Member of the Maryland House of Delegates from the Prince George's County district
- In office 1955–1963

Personal details
- Born: September 25, 1926
- Died: April 13, 2020 (aged 93)
- Party: Democrat
- Spouse: Anne Mackall Sasscer
- Children: Becky Sasscer Henderson Anne Sasscer Newman Molly Sasscer Kanellos
- Occupation: attorney, journalist, politician

= Lansdale Ghiselin Sasscer Jr. =

American politician, attorney and journalist (1926–2020)

Lansdale Ghiselin Sasscer Jr. (September 25, 1926 – April 13, 2020) was a member of the Maryland House of Delegates, serving from 1955 to 1963.

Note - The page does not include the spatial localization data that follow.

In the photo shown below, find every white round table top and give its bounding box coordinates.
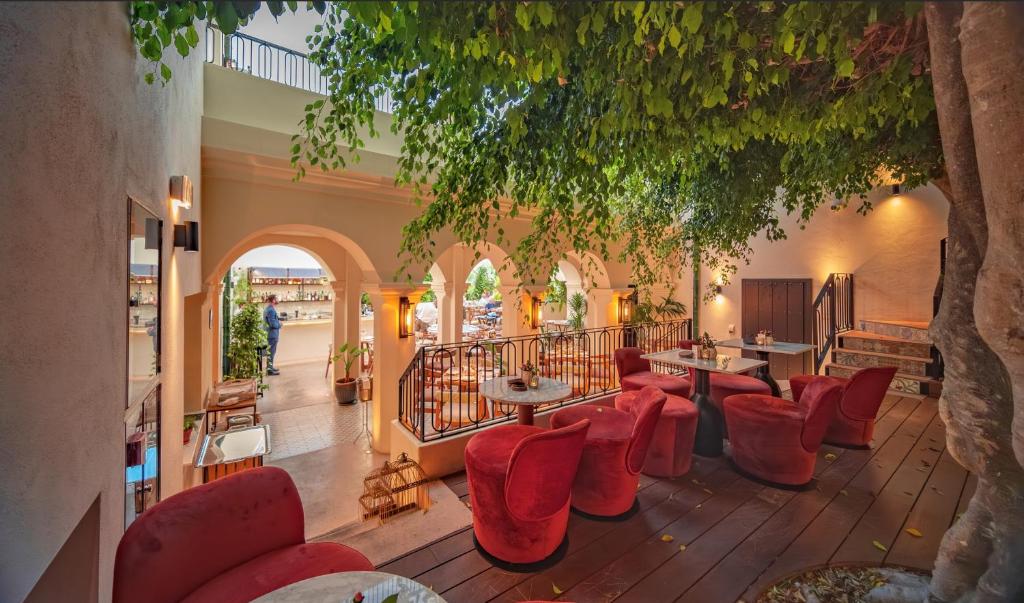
[253,571,445,603]
[478,376,572,406]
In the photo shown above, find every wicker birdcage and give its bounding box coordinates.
[358,453,432,524]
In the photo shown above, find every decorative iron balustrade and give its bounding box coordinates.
[398,319,693,442]
[204,25,393,113]
[812,272,854,373]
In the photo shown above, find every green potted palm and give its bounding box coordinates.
[567,292,588,331]
[332,343,362,405]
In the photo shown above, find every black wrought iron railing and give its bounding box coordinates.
[398,319,693,442]
[812,273,854,373]
[204,25,393,113]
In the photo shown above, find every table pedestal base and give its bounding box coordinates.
[753,351,782,397]
[517,404,535,426]
[691,370,723,457]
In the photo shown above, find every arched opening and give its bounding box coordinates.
[543,260,586,331]
[462,258,503,342]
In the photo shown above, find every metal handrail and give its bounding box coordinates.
[812,273,854,373]
[398,319,693,442]
[203,25,393,113]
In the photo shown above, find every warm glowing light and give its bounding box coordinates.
[398,296,413,338]
[530,296,543,329]
[170,175,193,209]
[715,293,725,305]
[618,296,633,324]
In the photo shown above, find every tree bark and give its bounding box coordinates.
[958,4,1024,600]
[925,3,1024,602]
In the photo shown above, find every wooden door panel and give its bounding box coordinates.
[740,279,812,381]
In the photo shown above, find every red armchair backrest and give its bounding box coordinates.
[798,378,845,451]
[505,419,590,522]
[842,366,898,420]
[113,467,305,603]
[626,386,668,474]
[614,347,650,380]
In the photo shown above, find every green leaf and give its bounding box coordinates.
[160,62,172,82]
[667,25,681,48]
[515,4,531,31]
[591,11,605,34]
[185,24,200,48]
[836,57,855,78]
[216,1,239,34]
[536,2,554,27]
[682,3,703,34]
[781,31,795,54]
[174,33,189,58]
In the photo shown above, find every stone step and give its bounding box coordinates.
[839,330,933,358]
[833,347,931,377]
[825,363,941,397]
[858,319,932,343]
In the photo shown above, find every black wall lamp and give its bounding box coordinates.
[891,183,902,195]
[398,296,413,338]
[173,221,199,252]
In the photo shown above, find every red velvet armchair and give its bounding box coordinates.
[551,387,667,517]
[614,347,691,397]
[789,366,898,447]
[465,420,590,566]
[113,467,373,603]
[723,377,844,487]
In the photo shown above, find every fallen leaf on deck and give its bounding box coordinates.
[839,489,848,496]
[906,528,923,537]
[679,544,687,552]
[692,478,703,485]
[552,583,563,595]
[696,503,703,509]
[872,540,888,552]
[825,453,837,461]
[703,488,713,494]
[661,534,675,542]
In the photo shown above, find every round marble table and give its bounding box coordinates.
[253,571,445,603]
[478,376,572,425]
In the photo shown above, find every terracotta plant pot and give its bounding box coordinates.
[182,427,193,445]
[335,378,358,405]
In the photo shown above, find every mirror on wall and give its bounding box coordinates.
[128,199,161,404]
[126,198,161,525]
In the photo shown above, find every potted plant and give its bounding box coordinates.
[567,291,588,331]
[183,416,196,445]
[332,343,362,405]
[520,360,537,386]
[696,332,718,360]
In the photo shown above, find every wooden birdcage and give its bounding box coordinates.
[358,453,432,524]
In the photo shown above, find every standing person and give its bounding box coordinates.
[264,295,282,375]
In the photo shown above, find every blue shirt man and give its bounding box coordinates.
[264,295,282,375]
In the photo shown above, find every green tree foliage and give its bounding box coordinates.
[227,301,267,380]
[465,263,499,301]
[131,1,939,296]
[545,277,567,311]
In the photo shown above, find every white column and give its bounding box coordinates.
[498,285,531,338]
[368,286,422,453]
[587,288,616,329]
[432,282,454,344]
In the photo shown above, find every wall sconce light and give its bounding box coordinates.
[891,183,902,195]
[618,296,633,324]
[398,296,413,338]
[530,296,543,329]
[173,220,199,252]
[170,175,193,209]
[712,284,723,296]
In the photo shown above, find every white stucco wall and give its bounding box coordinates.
[679,185,949,342]
[0,3,203,601]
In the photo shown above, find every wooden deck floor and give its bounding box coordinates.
[380,395,976,603]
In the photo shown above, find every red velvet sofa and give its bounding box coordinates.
[551,386,666,517]
[789,366,898,447]
[114,466,373,603]
[723,377,844,487]
[465,420,590,566]
[614,347,691,397]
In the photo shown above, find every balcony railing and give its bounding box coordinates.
[204,25,393,113]
[398,319,693,442]
[812,272,854,373]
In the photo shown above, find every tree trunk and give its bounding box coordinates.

He was the son of former President of the Maryland Senate and member of the United States House of Representatives for seven terms from 1939-1953, Lansdale Sasscer

During World War II Sasscer served in the United States Coast Guard. After the war he entered law school, his first year of law school in an accelerated postwar program at the University of Virginia, and finishing his degree at the University of Maryland at Baltimore. he decided to run for the House of Delegates representing Prince George's County, Maryland in 1954 at the age of 28 as a Democrat.

In 1962, he ran for the Maryland State Senate and lost. Later he served on the board of Directors of the Bank of Brandywine.

Sasscer's family has lived in Upper Marlboro, Maryland since the 1760s and he resided with his wife Anne in the historic Digges-Sasscer house.

Sasscer died at his home on April 13, 2020, at the age of 93.